Nifty eventually plunged below 17,900 to conclude the October expiry on a depressive note. In this process, Nifty ended with nearly 2 percent loss, thereby marking a biggest single day cut after April 12, 2021. The bears were not done with this as we witnessed a follow through selling of this to test the 17,600-mark.

Due to this week’s correction, the bears have finally managed to apply brakes on the ongoing euphoria. We saw weakest weekly performance after nearly 8 months as Nifty shed more than 2 percent to conclude the October month convincingly below 17,700. Since last week or so, Nifty started to look a bit nervous but banking was providing a strong helping hand and hence, we did not see any major damage in benchmark. But then, the financial space also succumbed to the broader market weakness – tumbling over 3 percent. This imposed tremendous pressure on Nifty and in the process, Nifty had to finally surrender the sheet anchor support of 18,000.
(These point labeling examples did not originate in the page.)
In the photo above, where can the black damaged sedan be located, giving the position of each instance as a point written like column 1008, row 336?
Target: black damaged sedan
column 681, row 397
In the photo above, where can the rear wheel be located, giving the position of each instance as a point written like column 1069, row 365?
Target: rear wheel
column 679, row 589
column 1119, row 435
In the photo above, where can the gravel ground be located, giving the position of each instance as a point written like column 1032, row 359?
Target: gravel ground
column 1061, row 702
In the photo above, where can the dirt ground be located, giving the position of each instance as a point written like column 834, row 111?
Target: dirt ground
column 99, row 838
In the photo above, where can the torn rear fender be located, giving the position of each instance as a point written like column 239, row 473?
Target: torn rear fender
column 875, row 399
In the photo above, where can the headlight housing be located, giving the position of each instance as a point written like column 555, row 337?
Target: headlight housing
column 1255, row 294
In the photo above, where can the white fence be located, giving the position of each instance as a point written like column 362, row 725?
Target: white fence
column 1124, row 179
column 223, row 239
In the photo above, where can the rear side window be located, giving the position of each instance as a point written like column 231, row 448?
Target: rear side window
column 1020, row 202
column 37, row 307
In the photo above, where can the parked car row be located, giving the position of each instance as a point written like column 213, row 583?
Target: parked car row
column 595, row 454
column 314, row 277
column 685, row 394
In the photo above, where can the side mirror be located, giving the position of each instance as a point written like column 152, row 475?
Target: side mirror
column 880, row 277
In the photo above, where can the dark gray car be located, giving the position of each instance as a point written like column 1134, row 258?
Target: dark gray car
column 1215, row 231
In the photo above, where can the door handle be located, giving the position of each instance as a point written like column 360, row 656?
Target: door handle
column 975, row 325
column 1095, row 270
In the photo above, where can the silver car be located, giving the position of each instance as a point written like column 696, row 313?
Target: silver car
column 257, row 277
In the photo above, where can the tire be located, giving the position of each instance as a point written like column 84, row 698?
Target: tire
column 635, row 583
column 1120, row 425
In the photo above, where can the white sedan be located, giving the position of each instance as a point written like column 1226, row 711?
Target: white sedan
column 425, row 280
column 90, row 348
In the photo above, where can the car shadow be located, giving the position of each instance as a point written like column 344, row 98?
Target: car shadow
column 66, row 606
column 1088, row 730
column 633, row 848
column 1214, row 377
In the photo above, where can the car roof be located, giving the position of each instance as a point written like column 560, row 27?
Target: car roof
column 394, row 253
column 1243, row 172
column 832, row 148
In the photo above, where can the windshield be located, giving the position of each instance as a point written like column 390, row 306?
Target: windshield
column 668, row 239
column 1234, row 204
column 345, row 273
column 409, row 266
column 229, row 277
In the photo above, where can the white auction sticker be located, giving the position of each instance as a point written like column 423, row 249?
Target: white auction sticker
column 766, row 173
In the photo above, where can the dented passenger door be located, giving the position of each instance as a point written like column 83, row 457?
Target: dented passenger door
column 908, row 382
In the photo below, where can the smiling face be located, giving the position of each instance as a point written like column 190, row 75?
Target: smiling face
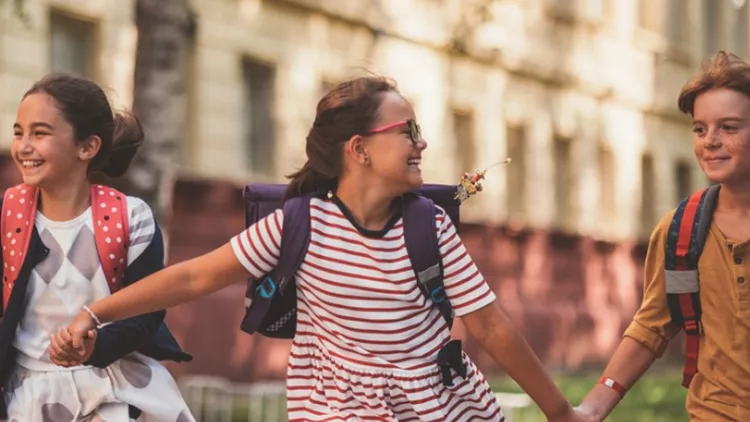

In fact, due to aggrandized selling, it just hastened towards the next key support of 17,600. Since last few days, we have been maintaining our cautious stance on the market and even though market was making new highs, we maintained our skepticism and repeatedly advised booking profits. When market was not correcting, this might have sounded senseless, but historically it’s proven, when things look hunky-dory all around, the euphoric situation takes place and that is the time when market strikes back. This is exactly what we witnessed in last couple of weeks.

Technically speaking, due to this late dominance from bears, we can observe few important developments on charts. Firstly, the ‘Lower Top Lower Bottom’ on daily chart after breaking below 18,000, which coincided with the violation of the key short-term moving average of ’20-day EMA’ (exponential moving average). More importantly, if we take a glance at the monthly chart, we can see a formation of ‘Shooting Star’ pattern, which certainly does not bode well for the bulls.

Going ahead, since the market is a bit oversold, we may see some relief move in between, but traders should not get carried away by such rebounds. On the higher side, 18,000–18,100 would now be seen as immediate hurdles and any bounce back towards it, should be used to lighten up longs. On the flipside, we may see this corrective move extending towards 17,450 first and if things worsened then the possibility of sliding towards 17,200 – 17,000 cannot be ruled out. We reiterate on staying light and avoiding any kind of bottom fishing for a while.

Here is one buy call and one sell call for next 2-3 weeks:

Vimta Labs: Buy | LTP: Rs 349.75 | Stop Loss: Rs 298 | Target: Rs 385 | Return: 10.1 percent

This has been a steady performer over the past year and a half. Recently, lot of stocks especially from the broader market, underwent a decent price correction. This stock seems to be in a complete denial mode as it not only refused to correct but also managed to clock fresh record high this week, which is a sign of inherent strength.

Technically speaking, we can see stock traversing the ‘Neckline’ level of Rs 340 with substantial rise in volumes. In addition, the stock prices remained quiet when we witnessed a strong correction in market in last couple of sessions.

We expect this outperformance to continue and despite having a cautious stance on the market, we recommend buying on a decline around Rs 335 – 325 for a short term target of Rs 385. The stop loss can be placed at Rs 298.

Image2431102021

Reliance Industries: Sell | LTP: Rs 2,536.25 | Stop Loss: Rs 2,600 | Target: Rs 2,450 | Return: (3.4) percent

Mostly we do not associate this stock with the term ‘Weakness’. Undoubtedly the higher degree trend still remains strongly bullish and purely with a near term, we can see some signs of profit booking.

Overall, the price formation is quite similar to Nifty as we can see a ‘Lower Top Lower Bottom’ formation on daily chart along with prices sliding below the key moving averages.

In addition, the monthly candle resembles a ‘Shooting Star’ pattern, which again does not augur well. Since it has already corrected a bit, we advise traders to short on a bounce for a near term target of Rs 2,450. The stop loss can be placed at Rs 2,600.